The two concluding studies focus on an aspect of the early East Asian treaty port system that has attracted little attention: the firms and places at the margins that failed in their efforts to exploit the new options. Takahiro Yamamoto delves into the local archive of the port town Arita on Kyushu Island in southern Japan, which to this day is a center of porcelain production. What he found allowed him to reconstruct the forgotten efforts of the Tashiroya company to establish itself in Japanese and Chinese treaty ports and do global business with porcelain products in places as far apart as New York, Seoul, and Singapore, until it was brought down by Japanese competitors and market fluctuation. Steven Ivings describes Hakodate, a fishing village in Japan’s far north, which had been made a treaty port because of its fine natural harbor and had even been the capital of a short-lived “Ezo Republic.” He shows how it never attracted the local and international entrepreneurial talent that made places like Shanghai or Yokohama into such regional and global hubs of trade, finance, and media, but drew only rough whaling crews and a few frustrated consuls.

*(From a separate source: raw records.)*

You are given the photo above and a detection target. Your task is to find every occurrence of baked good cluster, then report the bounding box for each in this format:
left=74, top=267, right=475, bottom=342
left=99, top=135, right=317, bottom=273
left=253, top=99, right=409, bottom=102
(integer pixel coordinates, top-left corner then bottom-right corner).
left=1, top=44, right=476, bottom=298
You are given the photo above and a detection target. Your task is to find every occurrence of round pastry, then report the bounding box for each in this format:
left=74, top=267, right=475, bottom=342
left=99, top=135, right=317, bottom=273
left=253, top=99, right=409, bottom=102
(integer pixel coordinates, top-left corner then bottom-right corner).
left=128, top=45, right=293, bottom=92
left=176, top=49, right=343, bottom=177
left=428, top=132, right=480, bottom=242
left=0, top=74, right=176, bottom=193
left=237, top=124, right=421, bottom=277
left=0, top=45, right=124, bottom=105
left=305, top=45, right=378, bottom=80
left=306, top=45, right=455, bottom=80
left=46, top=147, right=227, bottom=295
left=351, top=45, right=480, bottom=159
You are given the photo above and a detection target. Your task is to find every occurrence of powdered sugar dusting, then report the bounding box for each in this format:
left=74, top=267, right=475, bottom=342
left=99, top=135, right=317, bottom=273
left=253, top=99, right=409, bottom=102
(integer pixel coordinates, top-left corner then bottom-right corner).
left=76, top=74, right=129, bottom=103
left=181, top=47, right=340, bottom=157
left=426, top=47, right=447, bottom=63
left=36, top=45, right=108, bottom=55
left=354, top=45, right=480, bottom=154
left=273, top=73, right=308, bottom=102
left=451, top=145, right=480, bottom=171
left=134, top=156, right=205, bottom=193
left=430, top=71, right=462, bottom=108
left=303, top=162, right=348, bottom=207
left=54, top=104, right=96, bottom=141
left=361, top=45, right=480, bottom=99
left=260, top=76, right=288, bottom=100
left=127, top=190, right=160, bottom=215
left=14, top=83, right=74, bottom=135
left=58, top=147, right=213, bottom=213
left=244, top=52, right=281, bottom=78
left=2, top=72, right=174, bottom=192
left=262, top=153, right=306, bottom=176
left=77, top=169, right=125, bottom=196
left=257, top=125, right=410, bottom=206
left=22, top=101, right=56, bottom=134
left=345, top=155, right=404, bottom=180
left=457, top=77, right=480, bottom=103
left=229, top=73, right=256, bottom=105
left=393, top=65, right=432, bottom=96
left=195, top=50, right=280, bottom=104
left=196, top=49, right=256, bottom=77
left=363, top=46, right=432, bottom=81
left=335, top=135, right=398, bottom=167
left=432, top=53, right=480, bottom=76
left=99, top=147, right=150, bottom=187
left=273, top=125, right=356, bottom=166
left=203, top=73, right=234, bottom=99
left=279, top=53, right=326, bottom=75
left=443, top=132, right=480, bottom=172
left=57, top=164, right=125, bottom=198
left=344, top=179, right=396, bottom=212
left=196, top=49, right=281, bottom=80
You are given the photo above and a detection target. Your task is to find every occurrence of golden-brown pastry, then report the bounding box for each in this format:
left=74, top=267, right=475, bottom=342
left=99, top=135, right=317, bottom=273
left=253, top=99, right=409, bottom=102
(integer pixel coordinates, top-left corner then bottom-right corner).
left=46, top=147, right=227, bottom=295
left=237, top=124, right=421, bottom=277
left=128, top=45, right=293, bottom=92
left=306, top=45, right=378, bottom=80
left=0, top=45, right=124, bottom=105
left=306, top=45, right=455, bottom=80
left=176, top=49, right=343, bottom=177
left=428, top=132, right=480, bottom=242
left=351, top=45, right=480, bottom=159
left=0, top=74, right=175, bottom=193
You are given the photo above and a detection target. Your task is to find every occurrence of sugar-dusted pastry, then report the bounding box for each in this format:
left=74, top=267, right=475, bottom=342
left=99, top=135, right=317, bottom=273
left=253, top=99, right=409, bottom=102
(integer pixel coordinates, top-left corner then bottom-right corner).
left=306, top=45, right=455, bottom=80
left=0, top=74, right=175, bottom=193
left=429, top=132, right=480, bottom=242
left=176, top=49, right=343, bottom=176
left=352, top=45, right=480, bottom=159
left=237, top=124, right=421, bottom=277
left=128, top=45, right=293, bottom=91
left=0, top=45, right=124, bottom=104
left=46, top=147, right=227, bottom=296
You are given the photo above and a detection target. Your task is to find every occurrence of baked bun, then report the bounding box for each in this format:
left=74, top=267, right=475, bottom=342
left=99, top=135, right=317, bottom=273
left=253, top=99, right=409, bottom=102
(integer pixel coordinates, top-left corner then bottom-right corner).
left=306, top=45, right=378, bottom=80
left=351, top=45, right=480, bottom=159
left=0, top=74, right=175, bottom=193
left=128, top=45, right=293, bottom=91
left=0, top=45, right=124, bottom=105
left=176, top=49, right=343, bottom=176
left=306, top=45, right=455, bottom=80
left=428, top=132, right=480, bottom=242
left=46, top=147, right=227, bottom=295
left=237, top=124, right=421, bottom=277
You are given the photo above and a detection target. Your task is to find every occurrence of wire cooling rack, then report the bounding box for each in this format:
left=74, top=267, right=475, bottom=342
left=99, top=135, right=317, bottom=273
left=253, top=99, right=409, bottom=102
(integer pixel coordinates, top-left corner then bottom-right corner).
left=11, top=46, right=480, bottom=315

Even for such micro-historical studies, there are formidable challenges to exploring the connections that tie local actors to layers of state and international diplomacy on the institutional side, to developments and actors in far away places with their own records in other languages, and to ideas and concepts that have become widely shared across languages. These two superbly sourced papers call for further explorations with different methodologies and, hopefully, cooperation from different fields. What makes a shop in Arita, which is not even a treaty port, imagining itself as a trading and even manufacturing company with dependencies across different treaty ports and beyond? What does the reliance on familymembers to manage these dependencies say about the Tashiroya family’s (lack of) trust in legal institutions in other treaty ports or states to secure its rights? What were the models for Japanese bureaucrats and diplomats in acting as facilitators and protectors of Japanese trade in Shanghai or Korea? How does one integrate the study of a single business with that of the international market in which it operates? What role do the productive, cultural, and financial resources of the hinterland, rather than the safety of the harbor from storms, play in the fate of a treaty port such as Hakodate? How does one define the locale of a treaty port? Are the successful ones among them primarily part of the geographical and political entity where they are situated, or primarily part of a network of treaty ports and other international hubs with which they share a substantial degree of independence from the government? To what degree did the East Asian treaty ports offer an attractive level field for entrepreneurs from East Asia, even though extraterritoriality privileged the Westerners? Would the Hanseatic League be a good model to think about these ports? Even the most enclosed locale and local activity is inextricably linked to transcultural exchanges. Starting out from this assumption rather than from the often staunchly defended identity and authenticity of the local remains the real methodological and practical challenge of transcultural studies.